Not only is the man’s age connected to the health of a child, it’s also an important factor in getting pregnant — something that more than half of the respondents didn't know.

The survey, conducted with about 3,300 childless women and 600 childless men, reveals that only 41 per cent of men and 43 per cent of women were aware that a man’s age is significant to the couple’s chances of conceiving.

And while most men and women put their faith in the idea of in-vitro fertilization for future worries, Daniluk warns that it is not always the perfect solution. Not only does it cost about $10,000 per cycle, the woman’s age also plays a role in the success of the treatment so IVF does not compensate for age-related fertility declines, she said.

Ninety-one per cent of women and 92 per cent of men mistakenly believed that IVF can help women have a baby using her own eggs up until menopause, while only 51 per cent of women and 47 per cent of men were aware that a woman can significantly increase her fertility by freezing eggs before age 35.

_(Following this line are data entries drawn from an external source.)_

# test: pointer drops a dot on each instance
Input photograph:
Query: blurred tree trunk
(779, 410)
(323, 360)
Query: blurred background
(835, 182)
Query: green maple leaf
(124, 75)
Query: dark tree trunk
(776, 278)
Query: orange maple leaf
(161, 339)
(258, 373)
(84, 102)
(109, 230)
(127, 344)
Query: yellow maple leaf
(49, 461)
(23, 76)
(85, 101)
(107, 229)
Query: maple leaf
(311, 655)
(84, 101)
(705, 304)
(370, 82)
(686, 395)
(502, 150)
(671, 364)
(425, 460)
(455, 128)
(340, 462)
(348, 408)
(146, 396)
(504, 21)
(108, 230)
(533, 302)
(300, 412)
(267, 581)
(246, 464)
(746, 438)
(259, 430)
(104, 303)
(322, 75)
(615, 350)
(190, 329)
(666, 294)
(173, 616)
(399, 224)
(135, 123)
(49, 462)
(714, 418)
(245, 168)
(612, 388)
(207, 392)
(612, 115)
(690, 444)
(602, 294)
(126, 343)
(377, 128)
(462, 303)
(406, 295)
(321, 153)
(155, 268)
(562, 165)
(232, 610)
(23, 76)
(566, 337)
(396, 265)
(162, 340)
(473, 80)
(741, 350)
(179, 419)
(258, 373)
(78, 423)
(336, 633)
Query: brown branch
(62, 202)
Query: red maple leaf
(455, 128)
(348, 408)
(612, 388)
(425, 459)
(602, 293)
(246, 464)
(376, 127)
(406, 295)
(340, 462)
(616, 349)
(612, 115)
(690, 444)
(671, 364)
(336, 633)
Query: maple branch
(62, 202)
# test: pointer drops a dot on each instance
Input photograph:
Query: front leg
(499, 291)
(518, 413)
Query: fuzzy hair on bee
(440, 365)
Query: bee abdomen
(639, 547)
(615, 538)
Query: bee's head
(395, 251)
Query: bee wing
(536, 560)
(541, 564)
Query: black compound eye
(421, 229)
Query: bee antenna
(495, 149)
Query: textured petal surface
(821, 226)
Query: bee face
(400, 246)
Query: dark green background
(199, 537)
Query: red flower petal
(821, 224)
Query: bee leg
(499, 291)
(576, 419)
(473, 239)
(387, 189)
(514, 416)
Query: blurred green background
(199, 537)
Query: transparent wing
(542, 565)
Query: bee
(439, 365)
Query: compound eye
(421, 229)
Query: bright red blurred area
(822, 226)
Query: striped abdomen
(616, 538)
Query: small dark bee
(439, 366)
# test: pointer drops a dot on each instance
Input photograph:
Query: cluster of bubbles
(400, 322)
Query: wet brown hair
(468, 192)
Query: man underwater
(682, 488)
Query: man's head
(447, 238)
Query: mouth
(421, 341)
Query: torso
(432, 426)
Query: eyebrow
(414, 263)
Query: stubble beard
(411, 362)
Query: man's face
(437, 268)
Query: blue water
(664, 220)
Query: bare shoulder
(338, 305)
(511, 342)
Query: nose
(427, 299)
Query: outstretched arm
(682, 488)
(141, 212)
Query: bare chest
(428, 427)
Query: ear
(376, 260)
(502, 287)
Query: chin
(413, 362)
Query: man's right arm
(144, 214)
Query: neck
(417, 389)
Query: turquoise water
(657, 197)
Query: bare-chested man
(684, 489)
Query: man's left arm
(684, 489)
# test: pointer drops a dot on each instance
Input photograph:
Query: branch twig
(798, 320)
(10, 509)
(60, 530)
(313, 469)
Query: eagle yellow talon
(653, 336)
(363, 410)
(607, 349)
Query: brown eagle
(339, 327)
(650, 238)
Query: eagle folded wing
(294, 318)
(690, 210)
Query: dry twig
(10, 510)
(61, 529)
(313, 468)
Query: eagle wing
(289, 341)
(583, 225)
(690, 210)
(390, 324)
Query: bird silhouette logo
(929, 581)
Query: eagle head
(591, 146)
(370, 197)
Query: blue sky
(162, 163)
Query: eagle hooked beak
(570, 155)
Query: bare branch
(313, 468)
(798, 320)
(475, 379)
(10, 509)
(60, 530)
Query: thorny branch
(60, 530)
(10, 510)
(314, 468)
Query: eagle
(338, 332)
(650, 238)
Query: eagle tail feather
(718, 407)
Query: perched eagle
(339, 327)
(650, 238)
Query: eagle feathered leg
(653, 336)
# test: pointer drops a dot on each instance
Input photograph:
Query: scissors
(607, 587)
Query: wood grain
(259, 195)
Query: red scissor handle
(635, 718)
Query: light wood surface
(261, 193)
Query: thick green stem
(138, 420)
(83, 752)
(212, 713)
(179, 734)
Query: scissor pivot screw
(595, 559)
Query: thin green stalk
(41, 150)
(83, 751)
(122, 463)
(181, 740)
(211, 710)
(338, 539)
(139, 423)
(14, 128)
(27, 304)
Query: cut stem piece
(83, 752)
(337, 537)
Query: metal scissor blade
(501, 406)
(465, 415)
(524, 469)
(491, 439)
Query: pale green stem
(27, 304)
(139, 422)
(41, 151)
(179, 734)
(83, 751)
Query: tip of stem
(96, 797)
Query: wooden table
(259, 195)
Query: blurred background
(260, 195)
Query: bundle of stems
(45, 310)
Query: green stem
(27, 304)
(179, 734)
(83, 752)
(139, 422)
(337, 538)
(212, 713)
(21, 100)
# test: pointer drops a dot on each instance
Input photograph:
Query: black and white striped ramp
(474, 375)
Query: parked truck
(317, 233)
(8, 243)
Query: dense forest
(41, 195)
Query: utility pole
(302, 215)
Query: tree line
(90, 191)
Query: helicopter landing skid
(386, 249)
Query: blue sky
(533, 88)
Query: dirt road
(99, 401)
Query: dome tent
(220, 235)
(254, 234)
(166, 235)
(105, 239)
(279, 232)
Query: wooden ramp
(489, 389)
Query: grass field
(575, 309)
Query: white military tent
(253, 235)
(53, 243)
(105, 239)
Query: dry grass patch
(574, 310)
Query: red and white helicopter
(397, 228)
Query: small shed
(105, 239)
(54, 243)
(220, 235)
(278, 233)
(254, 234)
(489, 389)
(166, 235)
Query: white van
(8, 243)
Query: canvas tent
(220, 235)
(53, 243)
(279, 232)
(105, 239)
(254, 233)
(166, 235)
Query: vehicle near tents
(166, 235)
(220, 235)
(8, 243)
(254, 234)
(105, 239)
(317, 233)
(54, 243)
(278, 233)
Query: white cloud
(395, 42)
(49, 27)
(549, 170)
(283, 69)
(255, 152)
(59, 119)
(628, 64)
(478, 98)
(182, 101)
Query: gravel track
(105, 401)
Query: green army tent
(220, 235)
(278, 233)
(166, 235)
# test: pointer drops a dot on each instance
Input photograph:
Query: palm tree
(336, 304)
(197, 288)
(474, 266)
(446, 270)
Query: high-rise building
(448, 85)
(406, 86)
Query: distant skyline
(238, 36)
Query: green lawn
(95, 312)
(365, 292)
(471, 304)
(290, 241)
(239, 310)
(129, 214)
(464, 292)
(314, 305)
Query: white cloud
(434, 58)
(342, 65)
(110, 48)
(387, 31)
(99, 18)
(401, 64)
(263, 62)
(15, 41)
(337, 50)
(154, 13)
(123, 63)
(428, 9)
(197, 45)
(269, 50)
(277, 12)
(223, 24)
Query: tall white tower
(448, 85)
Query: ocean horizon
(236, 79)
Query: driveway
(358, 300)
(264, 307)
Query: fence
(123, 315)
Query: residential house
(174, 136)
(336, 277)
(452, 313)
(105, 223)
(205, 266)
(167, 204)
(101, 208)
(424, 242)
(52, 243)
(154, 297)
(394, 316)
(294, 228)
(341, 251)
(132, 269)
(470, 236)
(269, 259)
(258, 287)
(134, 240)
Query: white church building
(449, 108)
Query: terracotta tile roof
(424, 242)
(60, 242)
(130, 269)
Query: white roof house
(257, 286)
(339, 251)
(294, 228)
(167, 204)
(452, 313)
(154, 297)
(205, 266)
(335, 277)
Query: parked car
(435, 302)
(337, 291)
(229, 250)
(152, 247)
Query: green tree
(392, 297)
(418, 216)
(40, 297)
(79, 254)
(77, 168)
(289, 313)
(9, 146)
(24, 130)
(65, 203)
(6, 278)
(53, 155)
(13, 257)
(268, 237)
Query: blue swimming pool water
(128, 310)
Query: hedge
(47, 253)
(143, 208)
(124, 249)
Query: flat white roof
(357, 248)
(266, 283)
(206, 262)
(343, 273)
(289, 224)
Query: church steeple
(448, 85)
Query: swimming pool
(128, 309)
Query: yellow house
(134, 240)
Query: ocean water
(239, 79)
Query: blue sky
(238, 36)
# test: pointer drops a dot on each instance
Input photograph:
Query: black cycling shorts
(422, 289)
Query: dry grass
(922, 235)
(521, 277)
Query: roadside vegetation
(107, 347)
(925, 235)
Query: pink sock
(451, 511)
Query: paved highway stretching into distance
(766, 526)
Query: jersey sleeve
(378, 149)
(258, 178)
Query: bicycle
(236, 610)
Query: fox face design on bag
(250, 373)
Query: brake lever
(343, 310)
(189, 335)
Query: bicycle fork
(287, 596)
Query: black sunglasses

Fifty-one per cent of female respondents and 66 per cent of male respondents were also unaware that a woman’s age equals the age of her eggs.

“Women go, ‘Okay, I started menstruating when I was 13 and now I’m 30, so they must be 17-years-old.’ No, you’re 30, so too are your eggs,” said Daniluk.

Another common misbelief was that a woman’s health and fitness levels are a more significant sign of fertility than her age. Eighty-one per cent of men and 73 per cent of women were wrong.

“Health is not equated with fertility when it comes to age perse,” said Daniluk. “That being said, if you are in good health, you have a much better chance of negotiating a pregnancy at 45 than if you’re not in good shape or good health... but you can’t compensate for age-related declines because 40-year-old eggs are 40-year-old eggs.”

Daniluk wants to help inform potential parents with her website My Fertility Choices, and hopes the information provided will encourage them to think about what they need to be aware of and what they need to do if they want to have a child in the future. The site also includes sections on decision making, relationships and readiness.

“Take a look at testing your fertility now, not when you’re forty,” said Daniluk. “If your fertility is fairly decent at this stage and you’re probably looking at five or six years before you’re ready, then think about preserving your fertility by freezing your eggs or sperm because at 40, if you’re working with 32 year old eggs, you’re going to have a much better chance of success.”